While it may seem like yesterday to those that were impacted by the downturn, the mortgage collapse was already five year ago. While most people remember problems with adjustable rates and the massive amounts of foreclosures, there was another very important factor at play. Homeowners and investors made the assumption that their properties would continue to appreciate, even though they were rising at an alarming rate. They borrowed against their values until there was nothing left to squeeze out. Ultimately, when values dropped or tenants stopped paying, they were in trouble. Fast forward five years later and home values are starting to climb. There is the temptation to assume that values will only continue to go higher. If we learned anything from the mortgage meltdown, it is not to count on appreciation.
Adding short term value through repairs and upgrades should not be mistaken for long term appreciation. You can always add value if you buy in the right areas and do the right improvements. Long term appreciation is largely at the mercy of the market. In a typical year, a property will increase in value roughly 2% annually. At the height of the market last decade, values were rising 5-15% every year from 2005-2008. Even though those numbers were impossible to maintain, homeowners and investors saw no signs of the market slowing down. The rest, as you know, is history.
Many investors make the mistake of adding in 5-10% to their after repair value for appreciation and with the expectation that the market will be fully recovered in a few years. What if it is not? As much as the real estate market appears to be on solid footing, the current scenario does not mean it will explode overnight. There are many buyers who are still dealing with underemployment and are still not ready to buy. In spite of stricter mortgage guidelines, there has been no better time for buyers than over the past few years with low interest rates and rock bottom home prices. If buyers did not come out in droves with those advantages, what would make you think they will once rates and values increase? The market should continue to climb higher, but it will not happen overnight and there is really no guarantee it will happen at all.
Overestimating this amount will cause issues with every other phase of the deal. Instead of doing the work you wanted and doing it the right way, you will cut corners to save money.

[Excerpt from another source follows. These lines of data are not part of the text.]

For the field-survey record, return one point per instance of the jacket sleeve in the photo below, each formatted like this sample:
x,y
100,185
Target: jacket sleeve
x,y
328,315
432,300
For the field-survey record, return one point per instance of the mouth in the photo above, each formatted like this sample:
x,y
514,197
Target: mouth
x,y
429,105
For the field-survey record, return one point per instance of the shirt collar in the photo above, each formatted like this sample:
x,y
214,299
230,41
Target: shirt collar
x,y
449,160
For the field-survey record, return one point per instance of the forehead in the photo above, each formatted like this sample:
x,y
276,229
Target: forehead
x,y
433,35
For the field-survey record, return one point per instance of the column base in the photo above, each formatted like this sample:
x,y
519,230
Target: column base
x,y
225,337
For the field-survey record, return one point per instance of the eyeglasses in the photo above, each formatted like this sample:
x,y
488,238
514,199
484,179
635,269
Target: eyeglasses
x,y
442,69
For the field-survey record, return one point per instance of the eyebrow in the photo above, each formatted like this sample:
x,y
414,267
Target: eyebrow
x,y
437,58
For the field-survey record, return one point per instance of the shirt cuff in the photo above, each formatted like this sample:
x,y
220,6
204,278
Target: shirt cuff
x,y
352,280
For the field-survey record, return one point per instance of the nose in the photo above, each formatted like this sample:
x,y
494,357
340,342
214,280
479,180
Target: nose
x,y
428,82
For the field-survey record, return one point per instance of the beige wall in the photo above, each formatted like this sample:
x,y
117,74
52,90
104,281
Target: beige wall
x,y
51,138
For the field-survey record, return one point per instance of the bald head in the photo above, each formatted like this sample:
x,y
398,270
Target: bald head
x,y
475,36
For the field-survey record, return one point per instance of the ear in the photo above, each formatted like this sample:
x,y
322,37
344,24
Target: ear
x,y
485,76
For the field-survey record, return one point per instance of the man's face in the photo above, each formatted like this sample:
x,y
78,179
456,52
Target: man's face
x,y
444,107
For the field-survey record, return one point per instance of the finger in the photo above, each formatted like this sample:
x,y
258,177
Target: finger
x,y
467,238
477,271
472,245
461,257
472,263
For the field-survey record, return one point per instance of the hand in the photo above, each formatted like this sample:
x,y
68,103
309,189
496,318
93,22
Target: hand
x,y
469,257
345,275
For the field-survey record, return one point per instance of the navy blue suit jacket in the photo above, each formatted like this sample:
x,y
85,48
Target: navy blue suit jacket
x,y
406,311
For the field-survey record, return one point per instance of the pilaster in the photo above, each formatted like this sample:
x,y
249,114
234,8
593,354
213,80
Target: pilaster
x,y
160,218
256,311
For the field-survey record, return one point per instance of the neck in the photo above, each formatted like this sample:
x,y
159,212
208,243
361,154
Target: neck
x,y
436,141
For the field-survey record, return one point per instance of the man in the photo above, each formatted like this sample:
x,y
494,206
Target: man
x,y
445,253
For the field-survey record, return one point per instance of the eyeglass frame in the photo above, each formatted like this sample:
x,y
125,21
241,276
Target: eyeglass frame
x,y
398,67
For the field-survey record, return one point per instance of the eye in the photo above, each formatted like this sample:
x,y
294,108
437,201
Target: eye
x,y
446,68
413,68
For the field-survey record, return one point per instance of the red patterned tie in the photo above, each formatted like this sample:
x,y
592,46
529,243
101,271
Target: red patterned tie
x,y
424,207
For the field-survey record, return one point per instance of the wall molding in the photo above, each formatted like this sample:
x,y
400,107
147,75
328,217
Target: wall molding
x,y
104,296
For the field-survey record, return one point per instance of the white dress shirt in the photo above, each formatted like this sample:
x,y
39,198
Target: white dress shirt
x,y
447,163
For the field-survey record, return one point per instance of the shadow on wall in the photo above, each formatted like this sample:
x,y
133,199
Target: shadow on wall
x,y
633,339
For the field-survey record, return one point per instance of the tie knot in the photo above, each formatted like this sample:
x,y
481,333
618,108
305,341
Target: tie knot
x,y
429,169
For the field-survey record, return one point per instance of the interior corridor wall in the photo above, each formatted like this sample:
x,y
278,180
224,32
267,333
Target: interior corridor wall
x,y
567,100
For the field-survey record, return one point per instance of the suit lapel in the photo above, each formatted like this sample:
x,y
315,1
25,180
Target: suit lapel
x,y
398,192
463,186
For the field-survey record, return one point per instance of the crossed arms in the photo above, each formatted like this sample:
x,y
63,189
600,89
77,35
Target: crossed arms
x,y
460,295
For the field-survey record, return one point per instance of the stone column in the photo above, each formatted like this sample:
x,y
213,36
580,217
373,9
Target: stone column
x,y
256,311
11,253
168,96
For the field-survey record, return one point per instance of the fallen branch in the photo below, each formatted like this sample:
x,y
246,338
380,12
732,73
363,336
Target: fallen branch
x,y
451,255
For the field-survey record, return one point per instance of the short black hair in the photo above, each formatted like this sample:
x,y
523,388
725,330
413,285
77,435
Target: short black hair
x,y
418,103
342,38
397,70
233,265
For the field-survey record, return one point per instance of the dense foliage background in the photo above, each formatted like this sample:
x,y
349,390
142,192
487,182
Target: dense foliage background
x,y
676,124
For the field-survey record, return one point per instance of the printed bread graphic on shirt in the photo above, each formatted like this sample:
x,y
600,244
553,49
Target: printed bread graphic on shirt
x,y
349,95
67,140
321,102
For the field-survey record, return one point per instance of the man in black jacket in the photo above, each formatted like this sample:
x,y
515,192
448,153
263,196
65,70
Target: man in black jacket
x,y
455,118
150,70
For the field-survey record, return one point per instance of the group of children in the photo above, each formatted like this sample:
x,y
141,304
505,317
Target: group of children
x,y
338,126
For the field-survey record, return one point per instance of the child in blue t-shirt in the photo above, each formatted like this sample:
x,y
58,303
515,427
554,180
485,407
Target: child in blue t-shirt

If your projections called for the home to sell for say $200,000 and the market is looking closer to $190,000, it will leave you looking to either take less or to rent the property and buy some time. You will still have options, but they will not be what you thought. Essentially, they could leave you scrambling to try and just break even.
Appreciation should not be expected, but viewed as an added bonus if it actually happens. If you are looking at the property as a long term hold, you shouldn’t get caught up with month to month or yearly value estimates. Check back in 15-30 years or as you get closer to paying the property off. Trying to guess where the market is can be exhausting and rather pointless. Keep your appreciation estimates realistic or you could be setting yourself for some problems down the road.